A questo volume sulla cultura cinese che dovrebbe leggere chiunque intenda occuparsi di Cina, si affianca un interessante studio di Christopher Bollas (La mente orientale. Psicoanalisi e Cina, ed. orig. 2012, trad. dall'inglese di Maria Paola Nazzaro, pp. 199, € 14, Raffaello Cortina, Milano 2013), non dedicato unicamente alla Cina ma alla “mente orientale” in generale, della quale, come lo stesso Bollas riconosce, la mente cinese è magna pars. Il sottotitolo è infatti Psicoanalisi e Cina e Bollas, noto scrittore e psicoanalista, tenta di creare dei collegamenti tra alcuni aspetti della pratica psicoanalitica e la mente orientale. Riconosce che la Cina di oggi è al centro dei pensieri della comunità globalizzata ma sottolinea come i cinesi, anche di fronte ai fulminei sviluppi della loro crescita economica, non possano fare a meno di portare con loro, quantomeno nell'inconscio collettivo, quei testi e quegli assiomi etici che hanno costituito la base della loro civiltà.
Come Lavagnino e Pozzi nel loro libro mettono in stretta correlazione scrittura e civiltà, anche Bollas si sofferma a lungo sulle particolarità uniche del cinese scritto, sostenendo che ogni segno ha acquisito molte altre associazioni rispetto alle originarie e si è aperto a molteplici significati. Ma come psicoanalista va oltre e scrive: “Tenendo presente che ogni carattere è ideografico e carico di emotività, il semplice atto di imparare a scrivere è simile a una identificazione psichica, di solito inconscia, con l'intera storia di quel frammento di vita emotiva di una nazione”.
Gli argomenti trattati in questo testo, che sicuramente segna una svolta nel modo di avvicinarsi alla mente orientale, inducono a riflessioni sulle differenze evidenti tra oriente e occidente, soprattutto per quanto riguarda il sé individuale che in Cina si è sviluppato con un forte senso della forma della vita umana (l'importanza dei riti), mentre nel mondo occidentale manca un tale senso della presentazione formale del sé.
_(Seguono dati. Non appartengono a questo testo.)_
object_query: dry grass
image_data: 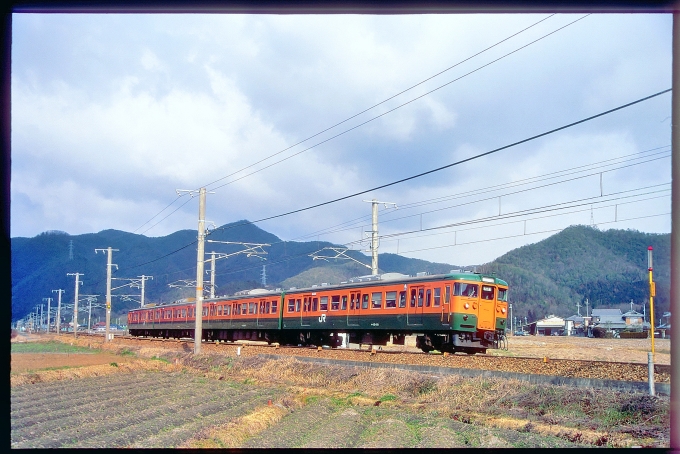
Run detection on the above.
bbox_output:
[180,399,303,448]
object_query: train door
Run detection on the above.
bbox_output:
[406,285,425,325]
[300,294,312,326]
[477,285,496,330]
[347,291,361,326]
[255,300,267,326]
[441,285,452,327]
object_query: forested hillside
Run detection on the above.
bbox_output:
[11,221,670,320]
[484,226,670,320]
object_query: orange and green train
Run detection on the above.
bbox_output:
[128,272,508,354]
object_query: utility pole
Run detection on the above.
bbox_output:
[94,246,118,342]
[194,188,206,355]
[210,251,215,299]
[670,3,680,440]
[647,246,656,355]
[66,273,85,339]
[177,188,214,355]
[137,274,153,307]
[52,289,64,336]
[43,298,52,333]
[364,199,397,276]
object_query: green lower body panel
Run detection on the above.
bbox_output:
[451,312,477,332]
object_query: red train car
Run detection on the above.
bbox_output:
[128,272,508,353]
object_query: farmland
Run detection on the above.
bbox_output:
[11,336,670,448]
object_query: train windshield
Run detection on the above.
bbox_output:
[498,288,508,301]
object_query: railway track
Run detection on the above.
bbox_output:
[70,334,671,384]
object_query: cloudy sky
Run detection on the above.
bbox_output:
[11,14,672,265]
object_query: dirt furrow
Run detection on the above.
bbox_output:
[11,374,210,447]
[71,390,274,448]
[12,374,201,439]
[126,391,280,448]
[11,374,179,427]
[243,403,331,448]
[302,408,367,448]
[356,416,419,448]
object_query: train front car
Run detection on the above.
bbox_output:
[418,273,508,354]
[280,273,508,354]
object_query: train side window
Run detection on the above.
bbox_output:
[371,292,382,309]
[385,292,397,308]
[482,285,495,300]
[453,282,477,298]
[498,288,508,301]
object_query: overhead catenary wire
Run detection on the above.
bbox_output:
[286,151,670,239]
[210,14,590,191]
[121,88,671,269]
[130,14,560,233]
[209,183,670,276]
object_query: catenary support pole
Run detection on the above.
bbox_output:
[52,289,64,336]
[670,6,680,450]
[194,188,206,355]
[43,298,52,333]
[94,246,118,342]
[66,273,84,339]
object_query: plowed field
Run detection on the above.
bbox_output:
[10,336,670,448]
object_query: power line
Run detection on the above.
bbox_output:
[121,88,671,269]
[211,183,670,276]
[215,88,671,230]
[210,14,590,191]
[199,14,560,187]
[401,213,671,254]
[130,14,560,233]
[286,150,670,238]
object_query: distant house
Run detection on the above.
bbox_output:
[591,309,627,331]
[564,315,591,336]
[592,309,650,332]
[529,315,565,336]
[623,311,645,328]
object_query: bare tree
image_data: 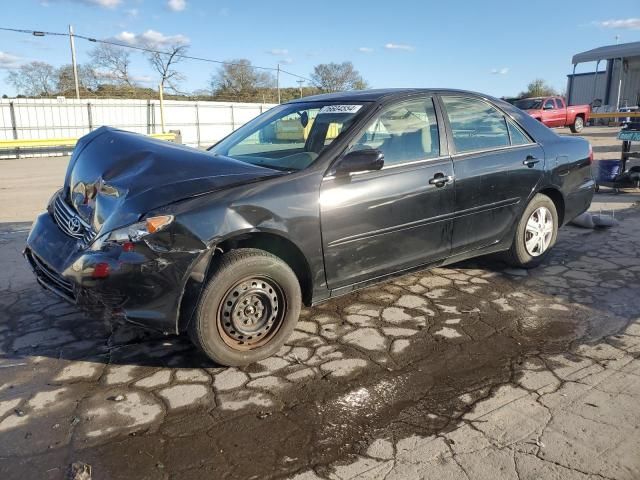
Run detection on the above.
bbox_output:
[148,44,188,92]
[311,62,368,92]
[210,58,276,100]
[89,43,134,87]
[520,78,558,97]
[7,62,56,96]
[56,65,100,93]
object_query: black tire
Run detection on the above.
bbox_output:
[569,116,584,133]
[189,248,302,366]
[505,193,558,268]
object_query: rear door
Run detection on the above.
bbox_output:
[441,95,544,254]
[320,96,454,289]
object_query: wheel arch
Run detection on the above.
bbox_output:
[537,187,565,227]
[216,231,313,305]
[176,231,313,332]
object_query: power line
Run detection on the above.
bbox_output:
[0,27,315,84]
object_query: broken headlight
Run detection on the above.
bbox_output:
[91,215,173,250]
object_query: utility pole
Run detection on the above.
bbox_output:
[158,83,164,133]
[69,25,80,100]
[276,64,280,105]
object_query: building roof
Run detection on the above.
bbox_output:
[571,42,640,65]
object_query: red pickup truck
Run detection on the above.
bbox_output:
[513,97,591,133]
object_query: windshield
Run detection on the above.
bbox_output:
[513,98,542,110]
[209,102,363,171]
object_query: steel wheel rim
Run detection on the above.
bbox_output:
[524,207,553,257]
[217,276,286,351]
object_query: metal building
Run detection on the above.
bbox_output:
[567,42,640,110]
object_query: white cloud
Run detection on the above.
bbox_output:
[267,48,289,56]
[0,50,20,69]
[131,75,155,83]
[167,0,187,12]
[596,18,640,30]
[384,43,415,52]
[116,30,189,48]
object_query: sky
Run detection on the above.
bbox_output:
[0,0,640,96]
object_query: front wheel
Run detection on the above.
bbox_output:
[507,194,558,268]
[189,248,302,366]
[569,117,584,133]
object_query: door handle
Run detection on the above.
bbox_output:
[522,155,540,168]
[429,173,453,188]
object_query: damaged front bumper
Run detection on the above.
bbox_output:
[24,213,203,333]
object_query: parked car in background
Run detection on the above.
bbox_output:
[513,97,591,133]
[24,89,594,365]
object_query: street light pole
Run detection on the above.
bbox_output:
[69,25,80,100]
[276,64,280,105]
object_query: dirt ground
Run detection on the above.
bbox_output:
[0,128,640,480]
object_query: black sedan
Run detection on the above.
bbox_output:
[24,89,594,365]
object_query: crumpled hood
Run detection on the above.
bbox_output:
[64,127,283,232]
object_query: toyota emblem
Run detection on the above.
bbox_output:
[69,217,82,233]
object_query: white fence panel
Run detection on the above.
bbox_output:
[0,98,273,156]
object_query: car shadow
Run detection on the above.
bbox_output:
[0,204,637,374]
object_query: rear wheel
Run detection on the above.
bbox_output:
[189,248,302,366]
[569,117,584,133]
[506,194,558,268]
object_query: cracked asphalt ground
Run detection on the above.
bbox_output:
[0,129,640,480]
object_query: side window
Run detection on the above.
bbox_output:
[507,118,532,145]
[442,97,509,153]
[350,98,440,166]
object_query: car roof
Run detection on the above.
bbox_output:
[288,88,496,103]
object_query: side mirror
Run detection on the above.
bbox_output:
[335,148,384,175]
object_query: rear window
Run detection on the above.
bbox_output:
[442,97,510,153]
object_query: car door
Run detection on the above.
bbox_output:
[441,95,544,255]
[320,97,454,289]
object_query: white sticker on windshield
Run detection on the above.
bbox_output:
[318,105,362,115]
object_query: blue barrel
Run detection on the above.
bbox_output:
[596,160,620,182]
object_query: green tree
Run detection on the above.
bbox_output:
[311,62,368,92]
[520,78,558,98]
[7,62,56,97]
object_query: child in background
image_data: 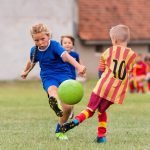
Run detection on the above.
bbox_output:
[133,54,146,93]
[21,24,85,140]
[60,35,81,119]
[145,56,150,94]
[61,25,136,143]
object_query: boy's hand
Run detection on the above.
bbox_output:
[21,71,28,79]
[78,65,86,76]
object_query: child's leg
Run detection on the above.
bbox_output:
[97,112,107,137]
[97,98,113,143]
[147,81,150,92]
[47,85,63,117]
[61,93,100,133]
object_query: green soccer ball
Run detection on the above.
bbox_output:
[58,80,84,105]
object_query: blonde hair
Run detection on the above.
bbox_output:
[30,23,51,36]
[109,24,130,42]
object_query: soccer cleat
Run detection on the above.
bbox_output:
[96,137,107,143]
[60,119,79,133]
[69,111,74,119]
[49,96,63,117]
[55,132,68,140]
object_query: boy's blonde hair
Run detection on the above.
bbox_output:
[109,24,130,42]
[30,23,51,36]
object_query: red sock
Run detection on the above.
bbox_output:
[97,112,107,137]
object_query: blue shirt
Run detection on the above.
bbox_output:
[67,51,79,80]
[30,40,71,80]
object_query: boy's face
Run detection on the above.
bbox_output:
[62,37,73,52]
[32,33,50,50]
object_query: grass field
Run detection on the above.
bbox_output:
[0,81,150,150]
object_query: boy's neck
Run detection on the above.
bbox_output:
[113,42,127,47]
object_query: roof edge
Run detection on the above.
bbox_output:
[80,39,150,45]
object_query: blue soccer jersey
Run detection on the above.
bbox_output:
[67,51,79,80]
[30,40,71,91]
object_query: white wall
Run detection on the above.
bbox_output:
[0,0,73,80]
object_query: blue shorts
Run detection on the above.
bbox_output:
[42,75,71,92]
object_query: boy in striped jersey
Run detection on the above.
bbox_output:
[61,25,136,143]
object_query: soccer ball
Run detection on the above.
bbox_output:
[58,79,84,105]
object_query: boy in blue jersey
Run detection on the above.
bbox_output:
[60,35,81,119]
[21,24,86,139]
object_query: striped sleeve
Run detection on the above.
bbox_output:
[98,56,105,72]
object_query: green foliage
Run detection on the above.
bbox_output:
[0,81,150,150]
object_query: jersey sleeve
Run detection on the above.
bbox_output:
[30,46,38,63]
[98,55,105,72]
[54,41,66,57]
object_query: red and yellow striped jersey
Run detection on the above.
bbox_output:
[93,46,136,104]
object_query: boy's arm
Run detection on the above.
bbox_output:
[61,52,86,75]
[21,61,35,79]
[98,56,105,78]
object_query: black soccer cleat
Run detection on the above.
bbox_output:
[49,96,63,117]
[60,120,79,133]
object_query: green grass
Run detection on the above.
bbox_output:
[0,81,150,150]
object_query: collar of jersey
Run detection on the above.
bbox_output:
[38,40,51,52]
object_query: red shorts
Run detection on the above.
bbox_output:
[87,92,113,113]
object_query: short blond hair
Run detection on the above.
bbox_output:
[109,24,130,42]
[30,23,51,36]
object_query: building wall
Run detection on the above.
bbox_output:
[0,0,73,80]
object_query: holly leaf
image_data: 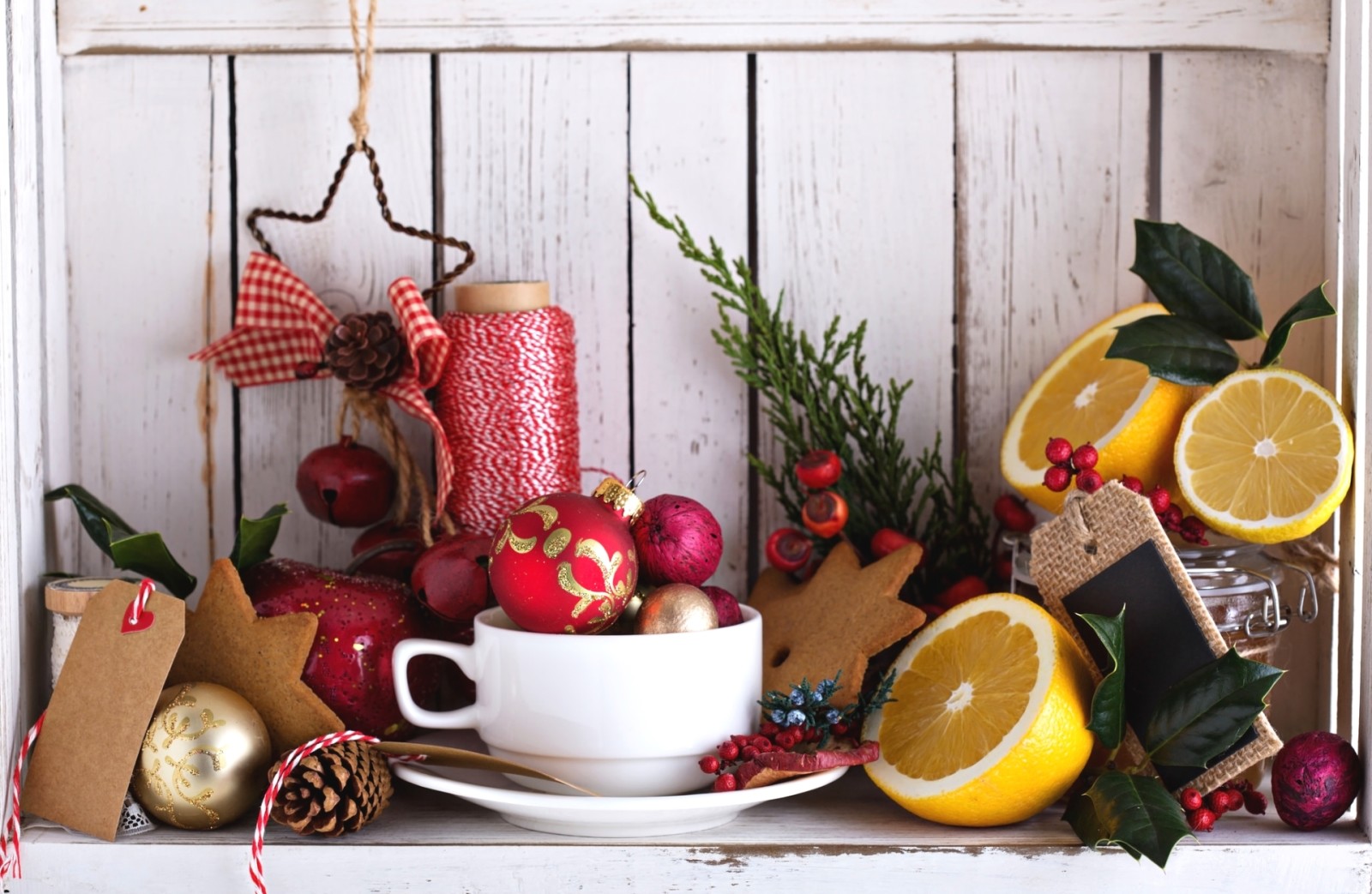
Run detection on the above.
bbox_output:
[1143,647,1285,766]
[1258,283,1338,366]
[110,531,196,599]
[43,484,137,555]
[43,484,196,599]
[1077,608,1125,748]
[229,503,290,573]
[1062,769,1191,868]
[1106,314,1239,386]
[1129,221,1264,341]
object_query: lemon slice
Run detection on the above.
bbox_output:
[1176,369,1353,543]
[1000,304,1194,513]
[863,592,1095,825]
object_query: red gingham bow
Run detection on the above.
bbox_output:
[190,251,453,508]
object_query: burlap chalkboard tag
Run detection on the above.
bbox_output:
[1029,481,1281,793]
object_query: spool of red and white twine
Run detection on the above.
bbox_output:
[249,729,424,894]
[435,307,581,533]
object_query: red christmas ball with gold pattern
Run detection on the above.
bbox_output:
[487,478,643,633]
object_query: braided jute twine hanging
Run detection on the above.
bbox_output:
[227,0,476,546]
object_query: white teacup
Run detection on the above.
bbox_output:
[393,606,763,796]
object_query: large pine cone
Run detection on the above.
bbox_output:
[324,311,405,391]
[268,741,395,835]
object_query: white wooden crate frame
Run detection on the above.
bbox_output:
[0,0,1372,891]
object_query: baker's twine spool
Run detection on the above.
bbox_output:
[435,296,581,533]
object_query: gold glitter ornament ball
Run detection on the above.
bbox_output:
[634,584,719,633]
[133,683,272,830]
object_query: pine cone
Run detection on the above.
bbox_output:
[268,741,395,835]
[324,311,405,391]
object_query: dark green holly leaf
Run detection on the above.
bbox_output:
[43,484,137,555]
[1077,608,1125,748]
[1258,283,1338,366]
[229,503,290,573]
[1062,769,1191,868]
[1129,221,1264,341]
[1106,314,1239,386]
[1143,649,1285,766]
[43,484,196,599]
[110,532,195,599]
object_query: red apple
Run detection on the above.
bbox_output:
[410,533,491,625]
[348,521,424,581]
[295,435,395,528]
[243,558,439,738]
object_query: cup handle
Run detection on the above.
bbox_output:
[391,639,478,729]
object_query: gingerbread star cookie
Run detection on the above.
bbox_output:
[167,560,345,754]
[748,543,924,706]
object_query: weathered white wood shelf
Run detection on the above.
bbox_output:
[21,769,1372,894]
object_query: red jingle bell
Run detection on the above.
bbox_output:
[487,478,643,633]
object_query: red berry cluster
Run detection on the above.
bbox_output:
[766,450,848,574]
[1177,779,1267,832]
[700,720,823,791]
[1120,474,1210,546]
[1043,437,1104,494]
[1043,437,1210,546]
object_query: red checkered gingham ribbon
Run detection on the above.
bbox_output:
[250,721,424,894]
[190,251,453,507]
[0,713,48,879]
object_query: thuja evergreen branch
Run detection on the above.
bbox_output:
[629,178,990,585]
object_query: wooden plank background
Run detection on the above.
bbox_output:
[59,0,1329,53]
[57,51,1331,728]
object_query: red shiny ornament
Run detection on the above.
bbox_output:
[487,478,642,633]
[243,558,442,739]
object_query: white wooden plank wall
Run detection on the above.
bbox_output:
[62,57,233,609]
[235,55,434,565]
[1159,53,1327,731]
[50,52,1328,740]
[757,53,955,540]
[958,52,1148,503]
[629,53,749,595]
[439,53,634,501]
[0,3,70,765]
[60,0,1329,53]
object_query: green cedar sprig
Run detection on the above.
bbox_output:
[629,178,990,592]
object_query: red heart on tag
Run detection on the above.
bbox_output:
[119,602,153,633]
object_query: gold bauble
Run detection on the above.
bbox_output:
[634,584,719,633]
[133,683,272,830]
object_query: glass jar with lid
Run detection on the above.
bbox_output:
[1004,533,1320,663]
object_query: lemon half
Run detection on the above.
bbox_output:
[1176,368,1353,543]
[863,592,1095,825]
[1000,304,1195,513]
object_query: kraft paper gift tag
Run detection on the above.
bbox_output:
[1029,481,1281,793]
[23,580,185,842]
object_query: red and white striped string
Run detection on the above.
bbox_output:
[249,729,424,894]
[0,577,153,879]
[435,307,581,533]
[0,711,48,879]
[123,577,153,627]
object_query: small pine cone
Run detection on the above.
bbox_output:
[268,741,395,837]
[324,311,405,391]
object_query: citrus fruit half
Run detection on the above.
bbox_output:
[1176,368,1353,543]
[1000,304,1194,513]
[863,592,1095,825]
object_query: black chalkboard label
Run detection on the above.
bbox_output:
[1062,540,1257,789]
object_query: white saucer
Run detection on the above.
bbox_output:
[393,732,848,837]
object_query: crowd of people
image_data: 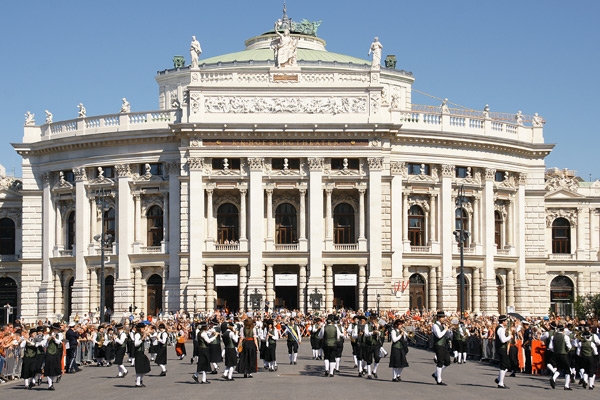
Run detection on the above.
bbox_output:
[0,310,600,390]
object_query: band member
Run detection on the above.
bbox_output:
[133,322,152,387]
[390,319,408,382]
[285,317,302,365]
[192,323,220,384]
[154,324,169,376]
[577,332,598,390]
[19,328,37,389]
[548,324,573,390]
[44,322,63,390]
[319,315,342,378]
[310,318,322,360]
[223,322,240,381]
[114,324,127,378]
[263,319,279,372]
[238,318,258,378]
[495,315,513,389]
[431,311,452,386]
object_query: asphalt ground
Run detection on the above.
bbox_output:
[0,340,600,400]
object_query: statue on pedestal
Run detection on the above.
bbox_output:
[190,36,202,68]
[271,19,298,68]
[367,36,383,69]
[121,97,131,113]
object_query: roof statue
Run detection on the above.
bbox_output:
[367,36,383,69]
[25,111,35,125]
[190,36,202,68]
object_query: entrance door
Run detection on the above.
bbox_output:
[217,286,240,312]
[0,278,18,325]
[408,274,425,310]
[333,286,357,310]
[146,274,162,315]
[275,286,298,310]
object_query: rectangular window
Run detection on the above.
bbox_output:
[271,158,300,170]
[331,158,360,171]
[407,163,431,175]
[456,167,471,178]
[212,158,240,170]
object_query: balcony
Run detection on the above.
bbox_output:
[548,253,577,261]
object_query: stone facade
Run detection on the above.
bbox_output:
[0,21,600,319]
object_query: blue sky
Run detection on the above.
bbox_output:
[0,0,600,180]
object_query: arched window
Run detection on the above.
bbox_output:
[333,203,356,244]
[456,274,471,310]
[550,276,575,318]
[217,203,240,244]
[408,206,425,246]
[103,208,116,246]
[552,218,571,254]
[408,274,426,310]
[275,203,298,244]
[67,211,75,250]
[0,218,15,256]
[494,211,503,249]
[146,206,163,247]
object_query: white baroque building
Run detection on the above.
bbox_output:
[0,15,600,319]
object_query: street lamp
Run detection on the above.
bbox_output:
[454,185,470,319]
[194,293,198,317]
[94,188,112,322]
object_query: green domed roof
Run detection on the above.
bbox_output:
[198,48,371,65]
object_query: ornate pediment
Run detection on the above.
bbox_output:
[546,175,579,193]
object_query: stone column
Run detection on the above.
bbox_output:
[325,188,333,241]
[240,189,248,241]
[206,188,214,242]
[473,268,481,313]
[298,264,306,312]
[186,157,206,300]
[358,189,366,240]
[265,188,275,243]
[239,265,248,310]
[429,267,438,310]
[325,264,333,311]
[114,164,133,315]
[165,162,182,310]
[438,165,458,310]
[307,158,324,293]
[248,158,265,292]
[298,189,306,240]
[506,269,515,307]
[205,264,216,311]
[39,173,56,317]
[72,168,90,316]
[265,264,275,307]
[358,264,367,310]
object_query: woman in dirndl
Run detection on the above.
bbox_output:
[133,322,152,387]
[390,319,408,382]
[238,318,258,378]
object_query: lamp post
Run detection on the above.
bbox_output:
[454,185,470,319]
[94,188,112,322]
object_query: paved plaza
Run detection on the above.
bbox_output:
[0,341,600,400]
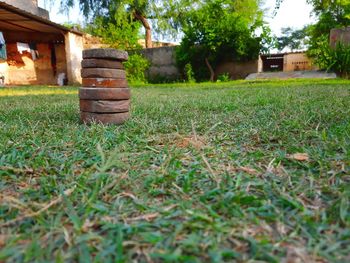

Ne deriva che attraverso il linguaggio la mente orientale non riesce a rappresentare la vita interiore, il discorso non riesce a deviare da norme accettate per secoli, mentre invece, per la psicoanalisi occidentale, è l'enfasi sul discorso libero che rivela i pensieri rimossi e dà importanza al significato del sé.
Sembrerebbero due tipi di comportamento inconciliabili ma, dal momento che oggi oriente e occidente tentano sempre più di incontrarsi, la psicoanalisi potrebbe essere uno dei possibili ponti. Questa almeno è la speranza espressa da Bollas, il quale ritiene che la lingua cinese classica possa aggiungere una dimensione nuova alla libera associazione freudiana in quanto, scrive, “la catena di immagini svelate dal cinese equivale a un processo libero associativo più esistenziale, composto da esperienze toccanti (...) essa mette in giustapposizione le immagini con tale forza intelligente da formare un nuovo oggetto emotivo”. La speranza è dunque quella di un processo libero associativo “sino-freudiano”, in un futuro che si spera prossimo dove tante altre categorie orientali e occidentali andranno ripensate. Così si spera.